Het is alweer 25 jaar geleden dat A&O de eerste Personeelsmonitor publiceerde! Deze editie was in veel opzichten anders dan de nieuwste Personeelsmonitor maar er zijn ook overeenkomsten.

Personeelsmonitor 1998 99 1000

Groeimodel

Zo was de Personeelsmonitor bedoeld om “informatie te verkrijgen en te verstrekken omtrent ontwikkelingen op de gemeentelijke arbeidsmarkt en ontwikkelingen op het terrein van het gemeentelijk personeelsbeleid.” Omdat de Personeelsmonitor toen nog in de kinderschoenen stond, koos het A&O fonds voor een groeimodel: “klein beginnen en langzaam toewerken naar een instrument waarmee op een eenvoudige, efficiënte en effectieve wijze informatie over de gemeentelijke arbeidsmarkt kan worden verkregen.”

Hoe staan de zaken ervoor, 25 jaar later?

Ontzettend goed!
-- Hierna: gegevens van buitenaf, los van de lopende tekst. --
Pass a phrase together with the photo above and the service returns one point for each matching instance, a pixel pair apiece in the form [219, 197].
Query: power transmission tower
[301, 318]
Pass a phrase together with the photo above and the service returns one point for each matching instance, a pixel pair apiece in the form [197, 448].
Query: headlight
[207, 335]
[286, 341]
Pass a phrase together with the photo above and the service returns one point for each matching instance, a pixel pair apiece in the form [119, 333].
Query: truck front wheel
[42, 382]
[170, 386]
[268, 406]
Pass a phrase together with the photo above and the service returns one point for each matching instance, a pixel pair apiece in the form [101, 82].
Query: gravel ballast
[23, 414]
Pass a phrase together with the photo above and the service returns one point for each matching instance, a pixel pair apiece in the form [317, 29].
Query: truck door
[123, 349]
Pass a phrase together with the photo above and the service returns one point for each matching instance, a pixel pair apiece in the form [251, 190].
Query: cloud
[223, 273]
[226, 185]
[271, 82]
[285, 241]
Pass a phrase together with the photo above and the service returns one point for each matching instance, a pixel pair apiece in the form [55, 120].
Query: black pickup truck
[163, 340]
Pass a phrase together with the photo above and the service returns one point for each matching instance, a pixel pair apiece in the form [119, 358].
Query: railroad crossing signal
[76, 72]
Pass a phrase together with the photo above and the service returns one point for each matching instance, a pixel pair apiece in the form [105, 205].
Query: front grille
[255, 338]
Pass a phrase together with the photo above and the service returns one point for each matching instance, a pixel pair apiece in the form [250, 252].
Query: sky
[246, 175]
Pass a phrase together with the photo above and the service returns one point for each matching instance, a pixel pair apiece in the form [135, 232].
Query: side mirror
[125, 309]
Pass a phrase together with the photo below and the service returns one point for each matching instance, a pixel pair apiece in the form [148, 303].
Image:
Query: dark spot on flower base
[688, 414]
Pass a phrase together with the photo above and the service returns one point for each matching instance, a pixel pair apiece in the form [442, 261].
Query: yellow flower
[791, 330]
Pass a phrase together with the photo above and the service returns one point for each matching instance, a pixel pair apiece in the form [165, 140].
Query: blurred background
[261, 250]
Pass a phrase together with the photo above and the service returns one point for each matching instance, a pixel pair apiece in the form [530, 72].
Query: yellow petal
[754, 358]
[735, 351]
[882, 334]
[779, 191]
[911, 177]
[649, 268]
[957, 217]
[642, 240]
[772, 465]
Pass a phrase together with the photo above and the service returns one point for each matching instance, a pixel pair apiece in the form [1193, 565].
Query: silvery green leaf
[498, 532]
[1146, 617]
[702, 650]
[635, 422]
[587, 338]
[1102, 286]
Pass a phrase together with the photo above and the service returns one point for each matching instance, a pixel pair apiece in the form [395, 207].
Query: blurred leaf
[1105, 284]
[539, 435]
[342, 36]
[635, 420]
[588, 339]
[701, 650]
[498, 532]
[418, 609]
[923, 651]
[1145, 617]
In de gemeentelijke sector is de Personeelsmonitor echt een begrip geworden. Het overgrote merendeel van de gemeenten levert data aan de Personeelsmonitor en maakt erg enthousiast gebruik van de benchmarkmogelijkheden. Ook het dashboard, dat we in 2022 lanceerden, vindt gretig aftrek bij gemeenten. Na 25 jaar blijkt het huwelijk dus goed te staan.

In dit artikel maken we de balans op en zetten we enkele verrassende observaties op een rij: wat zijn de overeenkomsten en de verschillen tussen de oudste en de nieuwste Personeelsmonitor?

Overeenkomsten en verschillen: wat is er (niet) veranderd?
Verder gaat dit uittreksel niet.